Farah panicked. He wasn’t just retreating. It was like watching him die. Right there, in front of her. Severing the ties with the last of his humanity. With the part of himself that still searched for her after all these years.
“Why?” She hated the pleading note in her voice.
“As I said before.” He straightened, his hair hanging down into his eyes. “I do not suffer fools.”
He stepped over her like one would a sopping puddle and strode toward the house. Farah watched his drenched clothing molding to the wide back he held as straight as an arrow.
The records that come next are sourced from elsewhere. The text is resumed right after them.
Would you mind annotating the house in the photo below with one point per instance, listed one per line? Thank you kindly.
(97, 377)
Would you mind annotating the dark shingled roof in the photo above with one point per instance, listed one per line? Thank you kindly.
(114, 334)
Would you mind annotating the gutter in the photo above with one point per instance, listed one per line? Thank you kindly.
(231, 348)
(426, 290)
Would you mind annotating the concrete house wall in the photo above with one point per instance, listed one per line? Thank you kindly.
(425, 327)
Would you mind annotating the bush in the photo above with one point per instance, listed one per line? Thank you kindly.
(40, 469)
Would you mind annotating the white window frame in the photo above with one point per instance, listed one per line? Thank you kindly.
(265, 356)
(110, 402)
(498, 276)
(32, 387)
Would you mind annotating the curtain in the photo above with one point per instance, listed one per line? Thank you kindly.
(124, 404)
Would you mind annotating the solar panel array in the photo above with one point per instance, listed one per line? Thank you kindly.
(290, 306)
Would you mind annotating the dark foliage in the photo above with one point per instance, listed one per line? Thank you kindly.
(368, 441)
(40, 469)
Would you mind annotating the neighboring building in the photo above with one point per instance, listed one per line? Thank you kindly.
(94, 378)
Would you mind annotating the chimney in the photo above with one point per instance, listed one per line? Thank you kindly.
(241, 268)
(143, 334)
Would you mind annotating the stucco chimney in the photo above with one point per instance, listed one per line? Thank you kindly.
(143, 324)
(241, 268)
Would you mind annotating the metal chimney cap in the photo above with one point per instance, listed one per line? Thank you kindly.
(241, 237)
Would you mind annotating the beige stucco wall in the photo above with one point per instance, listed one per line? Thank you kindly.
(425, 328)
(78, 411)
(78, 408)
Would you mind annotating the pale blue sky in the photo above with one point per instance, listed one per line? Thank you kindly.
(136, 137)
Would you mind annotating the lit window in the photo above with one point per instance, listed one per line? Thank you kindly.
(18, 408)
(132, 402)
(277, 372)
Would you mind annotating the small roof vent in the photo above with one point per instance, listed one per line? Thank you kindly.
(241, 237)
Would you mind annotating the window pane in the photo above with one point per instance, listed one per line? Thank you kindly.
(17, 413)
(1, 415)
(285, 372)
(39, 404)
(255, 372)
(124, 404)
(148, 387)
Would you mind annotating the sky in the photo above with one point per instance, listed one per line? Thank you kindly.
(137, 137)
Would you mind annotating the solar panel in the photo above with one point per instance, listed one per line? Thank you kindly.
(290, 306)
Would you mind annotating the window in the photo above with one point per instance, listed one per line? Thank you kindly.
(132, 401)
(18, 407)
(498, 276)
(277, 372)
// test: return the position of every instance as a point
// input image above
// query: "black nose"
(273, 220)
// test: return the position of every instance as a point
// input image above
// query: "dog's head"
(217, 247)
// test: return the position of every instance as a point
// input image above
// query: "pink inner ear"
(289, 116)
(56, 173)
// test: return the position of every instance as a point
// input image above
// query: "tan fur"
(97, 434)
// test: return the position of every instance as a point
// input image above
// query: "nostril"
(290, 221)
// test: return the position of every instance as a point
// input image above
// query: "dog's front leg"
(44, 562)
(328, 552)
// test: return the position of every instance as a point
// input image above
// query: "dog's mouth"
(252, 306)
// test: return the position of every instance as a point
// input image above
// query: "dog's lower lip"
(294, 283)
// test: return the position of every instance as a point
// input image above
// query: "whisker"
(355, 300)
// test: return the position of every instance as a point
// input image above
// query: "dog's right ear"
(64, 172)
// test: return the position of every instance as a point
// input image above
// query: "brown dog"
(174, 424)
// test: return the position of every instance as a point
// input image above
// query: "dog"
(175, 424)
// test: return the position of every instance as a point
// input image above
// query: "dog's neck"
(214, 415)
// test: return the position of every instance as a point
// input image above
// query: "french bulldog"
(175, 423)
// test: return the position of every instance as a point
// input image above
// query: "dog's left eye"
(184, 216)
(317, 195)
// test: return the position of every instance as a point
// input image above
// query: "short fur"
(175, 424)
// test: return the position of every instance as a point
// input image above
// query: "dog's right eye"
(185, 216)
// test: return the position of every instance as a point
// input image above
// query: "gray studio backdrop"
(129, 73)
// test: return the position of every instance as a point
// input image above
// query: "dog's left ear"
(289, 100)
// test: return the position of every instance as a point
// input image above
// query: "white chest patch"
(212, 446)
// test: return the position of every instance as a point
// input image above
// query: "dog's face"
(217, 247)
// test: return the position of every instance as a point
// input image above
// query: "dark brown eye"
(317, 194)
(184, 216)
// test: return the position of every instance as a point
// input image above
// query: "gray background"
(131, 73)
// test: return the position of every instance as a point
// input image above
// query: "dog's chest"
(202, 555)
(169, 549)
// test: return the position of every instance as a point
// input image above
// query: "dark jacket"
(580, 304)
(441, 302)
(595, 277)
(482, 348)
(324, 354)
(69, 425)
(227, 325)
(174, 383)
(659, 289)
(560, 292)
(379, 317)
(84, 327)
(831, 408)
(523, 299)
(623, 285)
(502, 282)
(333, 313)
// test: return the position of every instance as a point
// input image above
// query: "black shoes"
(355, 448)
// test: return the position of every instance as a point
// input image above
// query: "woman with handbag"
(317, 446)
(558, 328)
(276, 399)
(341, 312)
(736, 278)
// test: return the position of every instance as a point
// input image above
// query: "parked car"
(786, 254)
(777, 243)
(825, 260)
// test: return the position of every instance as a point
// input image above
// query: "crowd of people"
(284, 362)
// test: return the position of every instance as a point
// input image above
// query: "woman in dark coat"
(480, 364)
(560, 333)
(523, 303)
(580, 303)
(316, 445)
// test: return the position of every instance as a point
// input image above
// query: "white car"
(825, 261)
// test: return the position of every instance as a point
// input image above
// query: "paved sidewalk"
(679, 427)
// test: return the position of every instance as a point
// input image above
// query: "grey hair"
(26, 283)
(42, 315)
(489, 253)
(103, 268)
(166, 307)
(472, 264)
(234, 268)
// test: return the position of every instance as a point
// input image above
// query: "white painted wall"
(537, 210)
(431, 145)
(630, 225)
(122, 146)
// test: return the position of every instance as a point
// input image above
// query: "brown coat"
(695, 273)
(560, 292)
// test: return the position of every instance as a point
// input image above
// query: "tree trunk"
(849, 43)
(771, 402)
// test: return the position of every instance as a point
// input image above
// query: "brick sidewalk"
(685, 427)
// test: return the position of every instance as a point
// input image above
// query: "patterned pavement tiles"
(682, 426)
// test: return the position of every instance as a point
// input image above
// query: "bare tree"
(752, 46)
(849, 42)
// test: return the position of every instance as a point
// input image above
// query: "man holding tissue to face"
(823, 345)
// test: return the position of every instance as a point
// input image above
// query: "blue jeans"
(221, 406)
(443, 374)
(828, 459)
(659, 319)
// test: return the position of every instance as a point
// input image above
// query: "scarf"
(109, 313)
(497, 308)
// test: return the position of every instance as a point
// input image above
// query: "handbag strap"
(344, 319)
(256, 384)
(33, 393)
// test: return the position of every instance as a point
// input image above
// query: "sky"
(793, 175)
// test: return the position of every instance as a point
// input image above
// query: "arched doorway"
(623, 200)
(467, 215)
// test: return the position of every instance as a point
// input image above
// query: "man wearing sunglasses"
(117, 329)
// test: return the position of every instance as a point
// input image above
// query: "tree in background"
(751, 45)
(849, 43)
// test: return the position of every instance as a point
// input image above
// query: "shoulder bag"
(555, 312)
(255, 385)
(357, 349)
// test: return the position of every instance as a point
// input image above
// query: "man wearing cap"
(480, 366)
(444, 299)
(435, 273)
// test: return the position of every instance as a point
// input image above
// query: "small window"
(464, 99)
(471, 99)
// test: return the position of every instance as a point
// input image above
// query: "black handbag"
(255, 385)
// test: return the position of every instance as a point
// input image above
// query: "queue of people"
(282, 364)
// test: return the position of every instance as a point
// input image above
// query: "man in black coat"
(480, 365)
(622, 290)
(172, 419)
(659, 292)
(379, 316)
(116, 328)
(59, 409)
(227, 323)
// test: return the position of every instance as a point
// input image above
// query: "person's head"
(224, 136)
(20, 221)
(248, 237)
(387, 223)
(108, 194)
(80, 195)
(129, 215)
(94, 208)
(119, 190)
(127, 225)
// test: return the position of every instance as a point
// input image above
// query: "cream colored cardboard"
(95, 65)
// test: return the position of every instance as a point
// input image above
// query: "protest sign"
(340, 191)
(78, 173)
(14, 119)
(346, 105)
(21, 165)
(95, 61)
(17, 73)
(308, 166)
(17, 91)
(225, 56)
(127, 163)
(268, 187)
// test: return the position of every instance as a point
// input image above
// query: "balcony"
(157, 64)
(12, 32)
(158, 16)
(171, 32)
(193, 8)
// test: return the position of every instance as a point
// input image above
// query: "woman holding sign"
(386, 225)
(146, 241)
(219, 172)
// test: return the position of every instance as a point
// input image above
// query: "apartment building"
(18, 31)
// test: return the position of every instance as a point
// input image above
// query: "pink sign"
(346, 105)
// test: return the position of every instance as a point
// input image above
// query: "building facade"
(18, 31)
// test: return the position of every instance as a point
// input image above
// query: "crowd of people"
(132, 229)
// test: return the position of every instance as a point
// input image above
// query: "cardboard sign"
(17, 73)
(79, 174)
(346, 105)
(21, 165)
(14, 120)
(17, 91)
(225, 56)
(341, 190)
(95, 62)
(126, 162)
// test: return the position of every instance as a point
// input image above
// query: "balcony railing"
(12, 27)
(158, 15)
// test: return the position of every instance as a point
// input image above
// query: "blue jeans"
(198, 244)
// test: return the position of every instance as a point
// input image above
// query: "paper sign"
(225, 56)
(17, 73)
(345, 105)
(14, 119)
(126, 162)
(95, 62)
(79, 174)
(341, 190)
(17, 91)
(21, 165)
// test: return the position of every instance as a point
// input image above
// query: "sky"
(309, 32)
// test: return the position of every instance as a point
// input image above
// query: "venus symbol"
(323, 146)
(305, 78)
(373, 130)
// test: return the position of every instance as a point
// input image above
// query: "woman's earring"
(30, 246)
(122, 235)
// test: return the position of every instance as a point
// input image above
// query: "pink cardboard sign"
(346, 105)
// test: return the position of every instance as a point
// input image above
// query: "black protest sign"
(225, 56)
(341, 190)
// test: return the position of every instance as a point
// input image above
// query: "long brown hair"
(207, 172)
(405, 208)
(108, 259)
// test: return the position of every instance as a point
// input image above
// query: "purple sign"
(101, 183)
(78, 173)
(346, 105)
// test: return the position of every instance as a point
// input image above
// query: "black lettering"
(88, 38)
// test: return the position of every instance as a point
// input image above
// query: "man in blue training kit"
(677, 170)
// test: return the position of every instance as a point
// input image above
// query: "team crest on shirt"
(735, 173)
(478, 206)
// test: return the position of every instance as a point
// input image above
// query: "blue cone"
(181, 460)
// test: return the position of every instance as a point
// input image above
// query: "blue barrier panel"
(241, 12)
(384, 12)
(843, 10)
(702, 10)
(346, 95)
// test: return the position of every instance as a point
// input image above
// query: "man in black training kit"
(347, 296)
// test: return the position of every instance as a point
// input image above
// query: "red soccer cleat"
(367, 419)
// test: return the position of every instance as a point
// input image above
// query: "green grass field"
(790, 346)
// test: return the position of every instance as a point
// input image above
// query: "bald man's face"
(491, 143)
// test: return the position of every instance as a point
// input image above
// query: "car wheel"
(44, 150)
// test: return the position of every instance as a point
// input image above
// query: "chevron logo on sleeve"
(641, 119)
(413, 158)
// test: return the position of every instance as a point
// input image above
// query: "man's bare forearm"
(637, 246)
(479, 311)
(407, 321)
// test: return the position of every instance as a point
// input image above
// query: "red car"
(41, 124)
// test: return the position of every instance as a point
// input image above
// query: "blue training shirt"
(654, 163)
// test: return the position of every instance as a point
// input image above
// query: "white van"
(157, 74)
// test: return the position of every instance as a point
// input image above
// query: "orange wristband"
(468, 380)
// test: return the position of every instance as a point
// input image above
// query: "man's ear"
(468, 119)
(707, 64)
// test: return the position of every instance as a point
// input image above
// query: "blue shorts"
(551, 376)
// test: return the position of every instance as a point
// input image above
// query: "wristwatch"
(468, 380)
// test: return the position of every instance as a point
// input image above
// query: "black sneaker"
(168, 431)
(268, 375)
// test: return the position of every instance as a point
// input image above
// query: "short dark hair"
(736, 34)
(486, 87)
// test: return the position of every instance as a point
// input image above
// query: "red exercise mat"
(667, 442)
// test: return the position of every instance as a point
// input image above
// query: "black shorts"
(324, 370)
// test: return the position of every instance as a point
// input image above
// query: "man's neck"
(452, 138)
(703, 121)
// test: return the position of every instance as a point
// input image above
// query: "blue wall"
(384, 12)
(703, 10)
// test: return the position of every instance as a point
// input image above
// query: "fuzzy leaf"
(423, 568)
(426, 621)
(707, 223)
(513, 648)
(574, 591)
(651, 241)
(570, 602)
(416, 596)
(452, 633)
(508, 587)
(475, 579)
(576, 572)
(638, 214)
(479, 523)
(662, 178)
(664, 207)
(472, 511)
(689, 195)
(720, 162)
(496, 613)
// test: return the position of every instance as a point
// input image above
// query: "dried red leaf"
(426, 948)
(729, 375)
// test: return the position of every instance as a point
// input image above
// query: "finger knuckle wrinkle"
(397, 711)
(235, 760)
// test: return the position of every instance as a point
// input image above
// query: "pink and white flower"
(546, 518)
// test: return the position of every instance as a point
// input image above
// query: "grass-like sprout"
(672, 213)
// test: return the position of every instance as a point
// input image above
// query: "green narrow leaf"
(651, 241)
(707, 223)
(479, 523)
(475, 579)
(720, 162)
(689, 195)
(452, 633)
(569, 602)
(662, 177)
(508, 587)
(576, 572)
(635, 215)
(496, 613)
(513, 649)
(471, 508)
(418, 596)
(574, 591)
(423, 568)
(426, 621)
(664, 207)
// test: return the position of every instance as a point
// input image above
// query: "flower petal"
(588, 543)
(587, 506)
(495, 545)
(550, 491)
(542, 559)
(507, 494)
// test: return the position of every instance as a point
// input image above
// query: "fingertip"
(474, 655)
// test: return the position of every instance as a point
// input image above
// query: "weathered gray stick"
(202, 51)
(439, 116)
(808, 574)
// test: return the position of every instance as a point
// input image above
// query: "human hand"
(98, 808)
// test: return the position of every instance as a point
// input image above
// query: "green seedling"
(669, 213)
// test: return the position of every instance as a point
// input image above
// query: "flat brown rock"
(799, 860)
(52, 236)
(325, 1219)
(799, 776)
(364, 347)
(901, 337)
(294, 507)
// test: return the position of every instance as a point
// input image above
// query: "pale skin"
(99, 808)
She fought her heavy, sodden skirts to stand. The ache in her heart echoed in the falls of his feet on the wet flagstone walk to the house. It was like she’d thrown her heart beneath his boots and each beat was the stomp of his heel.
Well, she wasn’t a flame to be stomped out so easily. “Then why marry me?” she called after him, pushing her wet ringlets out of her eyes. “Why capture me and bind my life to yours if you planned to cast me away? What’s the bloody point?”
“The point is, I’m a bastard,” he replied over his shoulder. “In every sense of the word.”
CHAPTER TWENTY-ONE
“Why doona ye go with her?” Murdoch asked for maybe the millionth time. “It’d be a damned sight better than staying locked up here and working yerself to death.”
Dorian looked up from where he unpacked crates of books he’d unloaded this morning, and swiped a forearm across his sweating brow. He’d been up and down the library ladder possibly hundreds of times today, and planned to climb it a hundred more, until every book had been placed where it belonged. Maybe then, he’d expand the wine cellar. Regardless of his past, there were times his hands ached for the feel of a sledgehammer or a pickaxe again. Perhaps he’d dig a tunnel to France. By himself.
“Blackwell—”
“It’s this, or drinking,” Dorian interrupted. “Pick one.”
“Drinking yerself to death would certainly be more enjoyable,” his steward muttered.
A flurry of dust erupted as Dorian dropped a pile of gold-leafed hardcovers on the table with a loud crack. “Is there something that needs attending?” he asked irately.
“Yer wife,” Murdoch challenged.
Dorian paused, a pang of pure agony spearing through him with such force he couldn’t bring himself to lift his head above the book spines in front of him. “Careful, old man.”
“Ye aren’t even going to say good-bye?”
“She’s going to Hampshire, Murdoch, not the Indies. It’s an hour or so by train.” Dorian sorted through books he could not see, moving them from pile to pile just to avoid the knowing stare of his oldest living friend. “It’s better this way,” he finally murmured.